Iedere dag een stukje varen. Begin juli, meteen na de versoepeling van de coronamaatregelen varen we op het kanaal Nieuwpoort-Duinkerke de grens over. Noord-Frankrijk ziet er warempel vrolijk uit met wilde plantengroei op de troosteloze damwanden bij de sluizen. Geen pleziervaart,  niemand om in te lopen of te kruisen.  En opvallend weinig vrachtverkeer, de schepen liggen afgemeerd te wachten op opdrachten.

“C’est la tristesse,’ zegt een beroepsschipper terwijl we wachten aan een sluis, ‘op dit moment ben ik een goedkope drijvende silo.’ Hij wil niet klagen, maar de beroepsvaart bloedt door de coronamaatregelen. Hij hoeft zich niet te haasten bij de levering van de lading gerst, vertelt hij, want de silo’s zitten vol, de brouwerijen brouwen minder bier.

Canal du Nord is 95 km lang en verbindt over 19 sluizen en twee tunnels het stroomgebied van de Schelde met de Oise.  Om waterverspilling tegen te gaan groepeert de sluiswachter de boten, zo varen we samen met twee plezierjachtjes waaronder een boot uit Kortrijk.  ‘Eindelijk weg van thuis,’ zegt de Kortrijkzaan opgelucht. Beroepshalve levert zijn firma maaltijden aan scholen maar sinds maart zitten hij en zijn vrouw duimendraaiend thuis, met nog eens twee maanden schoolvakantie in zicht waren ze er als de kippen bij om Frankrijk binnen te varen. 

We treffen Franse pleziervaarders die klagen en knorren, vooral over het economisch beleid: dat degenen die werken zwaar worden belast en nauwelijks meer overhouden dan dezen die niet werken en financiële tegemoetkomingen krijgen in ruil voor sociale vrede.

Helemaal anders is de sfeer op de Oise. De natuurlijke oevers zijn een paradijs voor flora en fauna, de lucht is ongelofelijk zuiver.
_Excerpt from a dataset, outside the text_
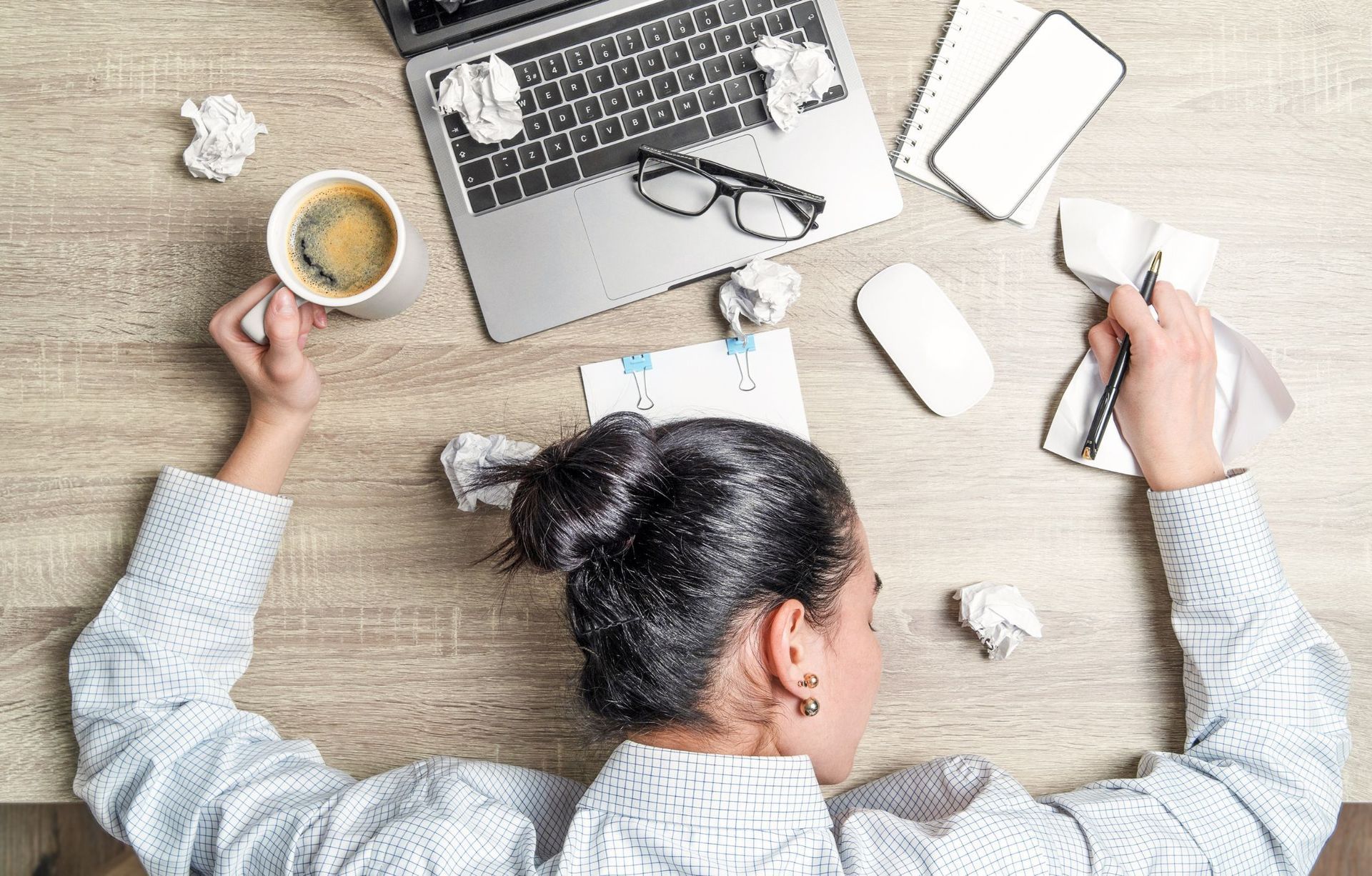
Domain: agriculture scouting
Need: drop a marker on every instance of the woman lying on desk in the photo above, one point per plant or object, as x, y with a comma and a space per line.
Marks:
720, 589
We hebben de rivier bijna voor ons alleen, de zwanen gaan nauwelijks opzij als wij er komen aangetufd. Er passeren nauwelijks 7 vrachtboten per dag. Er zijn dagen dat we geen enkel jachtje kruisen.

Het voordeel van varen in coronatijden is dat alles vlotter verloopt, en dat het lukt om aan te meren in uitgelezen plekjes waarvoor je anders nooit de kans krijgt. Op de Oise zijn er sowieso weinig afmeerplekjes. Compiègne heeft een jachthaven, en ook een lange kademuur waar veel boten terecht kunnen, daar is nooit een probleem.  L’Isle Adam is een toeristische voltreffer waar iedereen naartoe wil, maar er zijn maar twee ligplaatsen.  ‘Eindelijk gelukt om in L’Isle Adam aan te meren,’ zeggen de Fransen naast ons.
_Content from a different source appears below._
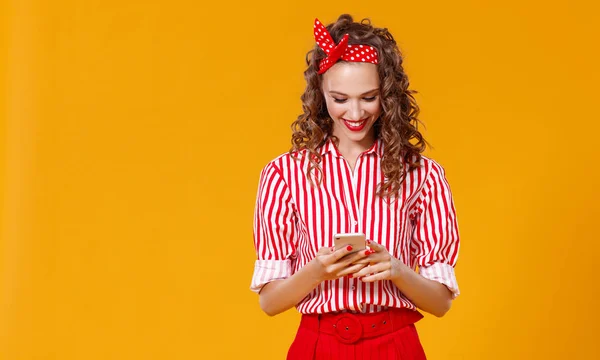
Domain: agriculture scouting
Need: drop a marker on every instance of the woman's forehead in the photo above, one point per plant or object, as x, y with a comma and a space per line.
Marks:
351, 78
“La tristesse durera toujours”

“La tristesse durera toujours” , schreef Vincent Van Gogh aan zijn broer Theo. Auvers-sur-Oise is nog zo’n plek waar je geluk moet hebben, nu zijn de drie ligplaatsen warempel leeg wanneer wij arriveren. Geen busladingen toeristen te bespeuren in het dorpje. Ideaal om rond te dolen in de kleine straatjes en tussen de velden die door Van Gogh in een ware kleurenexplosie vereeuwigd werden. Daarna maakte hij een einde aan zijn leven. Het weggetje naar het kerkhof is ondertussen geasfalteerd met lege parkeerplaatsen ernaast. Vincent en Theo van Gogh liggen broederlijk naast elkaar onder een dik bladerdek.
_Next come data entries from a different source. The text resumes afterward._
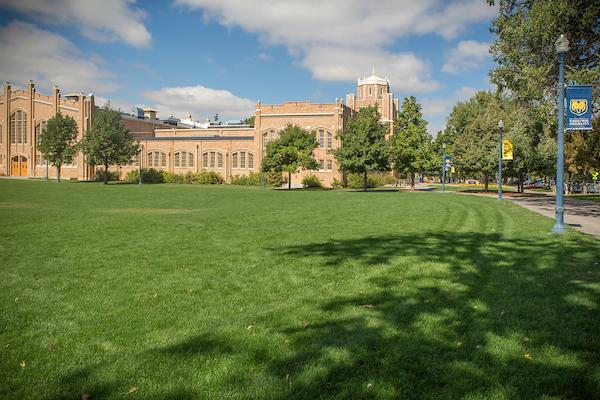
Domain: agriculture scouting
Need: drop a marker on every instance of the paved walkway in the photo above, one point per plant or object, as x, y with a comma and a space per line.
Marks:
583, 215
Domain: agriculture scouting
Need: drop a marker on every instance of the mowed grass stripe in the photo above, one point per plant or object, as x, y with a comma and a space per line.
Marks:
230, 292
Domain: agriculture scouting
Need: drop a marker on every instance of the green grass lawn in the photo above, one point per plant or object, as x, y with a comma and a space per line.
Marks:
181, 292
591, 197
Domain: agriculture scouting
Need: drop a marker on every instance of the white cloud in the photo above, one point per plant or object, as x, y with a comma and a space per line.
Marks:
264, 57
107, 20
467, 56
405, 70
48, 58
345, 38
200, 101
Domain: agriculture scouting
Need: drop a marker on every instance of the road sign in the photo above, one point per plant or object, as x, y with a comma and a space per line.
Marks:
507, 150
579, 107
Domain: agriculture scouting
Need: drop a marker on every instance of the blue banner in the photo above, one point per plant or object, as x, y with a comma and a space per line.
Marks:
579, 107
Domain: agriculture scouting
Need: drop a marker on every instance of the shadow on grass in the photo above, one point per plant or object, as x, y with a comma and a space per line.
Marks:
444, 315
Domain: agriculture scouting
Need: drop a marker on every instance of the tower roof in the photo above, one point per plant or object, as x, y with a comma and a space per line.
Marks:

Cergy vlakbij de monding in de Seine, heeft een gekende marina met alle faciliteiten. Normaal moet je op voorhand reserveren. Niet in coronatijden. De twee personeelsleden in het kantoortje vragen ons bezorgd hoeveel plezierboten er onderweg zijn. Tja, wat moet ik daarop antwoorden? Ook voor hen is het een rotzomer! (26 juli 2020)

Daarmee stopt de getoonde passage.